「でも……皆が私を、必要としてくれた」

「……」

「助けてくれた。だから……今度は私が助ける番」



自分ってなんなんだろう。生きる価値はある?意味はある?

違うよレンさん。価値も意味も自分で決めちゃダメ。

そもそも、決まってないんだから。見つけるものなんだよ。価値も、意味も。



「だから……」



今まで怠くて上げられなかった腕を上げて、ナイフを持っている彼の手にそっと重ねる。



「自分はどうしたいのか……よく考えて。あなたの望みはなに?存在意義に惑わされないで。自分で考えてみて。
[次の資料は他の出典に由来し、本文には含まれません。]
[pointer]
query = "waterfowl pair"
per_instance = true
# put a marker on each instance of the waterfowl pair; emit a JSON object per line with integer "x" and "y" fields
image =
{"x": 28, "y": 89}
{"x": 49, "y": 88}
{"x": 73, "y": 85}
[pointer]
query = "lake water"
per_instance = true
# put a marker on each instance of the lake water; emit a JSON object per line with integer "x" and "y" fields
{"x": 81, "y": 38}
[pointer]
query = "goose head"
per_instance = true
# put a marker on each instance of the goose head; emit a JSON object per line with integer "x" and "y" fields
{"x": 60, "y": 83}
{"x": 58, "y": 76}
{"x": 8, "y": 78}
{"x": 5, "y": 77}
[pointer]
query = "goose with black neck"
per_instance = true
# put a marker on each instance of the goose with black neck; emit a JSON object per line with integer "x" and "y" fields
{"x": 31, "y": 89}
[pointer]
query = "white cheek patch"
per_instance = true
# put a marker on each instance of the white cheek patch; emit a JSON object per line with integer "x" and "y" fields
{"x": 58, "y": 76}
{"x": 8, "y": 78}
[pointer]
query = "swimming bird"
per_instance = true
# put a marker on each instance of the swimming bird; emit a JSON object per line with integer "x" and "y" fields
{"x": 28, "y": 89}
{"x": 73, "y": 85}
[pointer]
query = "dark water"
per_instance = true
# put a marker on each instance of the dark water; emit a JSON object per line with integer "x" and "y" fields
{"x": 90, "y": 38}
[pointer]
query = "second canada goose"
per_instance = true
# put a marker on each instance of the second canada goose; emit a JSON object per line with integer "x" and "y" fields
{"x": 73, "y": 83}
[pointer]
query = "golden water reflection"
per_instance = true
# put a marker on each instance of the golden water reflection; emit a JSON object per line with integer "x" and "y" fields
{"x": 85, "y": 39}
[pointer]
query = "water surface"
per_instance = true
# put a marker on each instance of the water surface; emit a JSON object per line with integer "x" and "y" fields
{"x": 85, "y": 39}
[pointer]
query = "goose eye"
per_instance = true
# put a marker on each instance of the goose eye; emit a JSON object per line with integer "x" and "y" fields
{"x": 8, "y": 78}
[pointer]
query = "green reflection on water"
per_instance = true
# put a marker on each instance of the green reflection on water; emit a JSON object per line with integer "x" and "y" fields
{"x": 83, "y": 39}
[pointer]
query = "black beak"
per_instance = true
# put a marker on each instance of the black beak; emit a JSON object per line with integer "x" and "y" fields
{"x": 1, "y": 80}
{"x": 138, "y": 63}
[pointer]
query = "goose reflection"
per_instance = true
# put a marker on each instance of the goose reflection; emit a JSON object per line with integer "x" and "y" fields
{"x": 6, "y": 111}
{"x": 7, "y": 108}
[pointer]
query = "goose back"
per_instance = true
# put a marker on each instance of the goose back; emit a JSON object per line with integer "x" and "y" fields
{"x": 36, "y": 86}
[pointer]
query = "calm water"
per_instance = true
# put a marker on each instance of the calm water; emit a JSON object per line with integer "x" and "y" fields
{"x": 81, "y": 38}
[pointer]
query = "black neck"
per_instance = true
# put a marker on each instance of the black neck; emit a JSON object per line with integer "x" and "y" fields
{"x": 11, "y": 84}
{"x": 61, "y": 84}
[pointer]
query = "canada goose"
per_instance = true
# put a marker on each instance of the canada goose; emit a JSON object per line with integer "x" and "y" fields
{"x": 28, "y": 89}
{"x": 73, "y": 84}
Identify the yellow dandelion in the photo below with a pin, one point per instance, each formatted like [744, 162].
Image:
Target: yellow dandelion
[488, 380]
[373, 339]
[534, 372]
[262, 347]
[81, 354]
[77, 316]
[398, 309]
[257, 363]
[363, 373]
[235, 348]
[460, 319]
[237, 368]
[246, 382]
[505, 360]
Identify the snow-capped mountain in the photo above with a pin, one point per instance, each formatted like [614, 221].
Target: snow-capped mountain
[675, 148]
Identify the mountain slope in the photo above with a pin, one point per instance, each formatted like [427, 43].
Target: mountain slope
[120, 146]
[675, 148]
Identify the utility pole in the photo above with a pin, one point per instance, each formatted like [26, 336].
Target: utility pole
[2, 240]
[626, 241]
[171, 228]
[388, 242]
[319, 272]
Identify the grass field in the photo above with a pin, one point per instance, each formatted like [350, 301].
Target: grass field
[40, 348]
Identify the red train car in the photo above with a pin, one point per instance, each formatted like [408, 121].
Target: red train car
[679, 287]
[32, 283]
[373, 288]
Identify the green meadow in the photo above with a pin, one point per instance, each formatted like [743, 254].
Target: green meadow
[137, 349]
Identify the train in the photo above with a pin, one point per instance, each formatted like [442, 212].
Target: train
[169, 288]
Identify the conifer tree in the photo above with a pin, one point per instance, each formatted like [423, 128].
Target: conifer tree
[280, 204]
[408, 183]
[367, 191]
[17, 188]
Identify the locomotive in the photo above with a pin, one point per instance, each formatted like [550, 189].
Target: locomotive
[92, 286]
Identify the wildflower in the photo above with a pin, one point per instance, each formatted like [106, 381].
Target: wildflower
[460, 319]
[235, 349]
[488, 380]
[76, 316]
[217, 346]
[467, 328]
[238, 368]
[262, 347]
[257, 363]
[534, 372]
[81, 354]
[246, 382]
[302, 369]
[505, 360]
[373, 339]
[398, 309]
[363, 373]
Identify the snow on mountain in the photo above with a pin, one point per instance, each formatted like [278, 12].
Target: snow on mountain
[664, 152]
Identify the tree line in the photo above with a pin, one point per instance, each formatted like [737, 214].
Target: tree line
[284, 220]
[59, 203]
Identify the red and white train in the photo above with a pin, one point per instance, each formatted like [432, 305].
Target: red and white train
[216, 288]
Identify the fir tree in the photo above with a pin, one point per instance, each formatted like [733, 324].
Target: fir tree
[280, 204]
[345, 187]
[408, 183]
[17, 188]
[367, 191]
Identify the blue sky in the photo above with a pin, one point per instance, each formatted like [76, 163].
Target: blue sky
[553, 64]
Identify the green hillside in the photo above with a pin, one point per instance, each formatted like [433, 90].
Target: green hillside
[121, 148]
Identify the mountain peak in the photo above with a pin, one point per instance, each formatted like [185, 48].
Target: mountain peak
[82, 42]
あなたはあなたなんだから」



もう、彼から放出されていた毒気は消えていた。おかげで言葉がちゃんと繋がる。

心も、繋がればいいのに。



「俺は……あいつには要らない感情。あいつは怒らない。憎まない。俺の存在を認めなかった。自分は優しいやつなんだって過信してた」

「うん」

「でも、本当は全然違う。ヴィーナスと仲良く話している他の男に嫉妬していた。上手くいかないとき、自分を憎んでいた。だがそれを周りにはおくびにも出さずに感情を殺して平然としていた。

それは、俺にとっては存在を否定されていたのも同じことなんだ」

「うん」

「俺はそれが許せなかった。そんな女々しいやつには制裁が必要だと思って、俺は離れた。

俺がいなくなってどうだ?苦しいか?怒りたいのに怒れない自分に嫌気がささないか?ってな。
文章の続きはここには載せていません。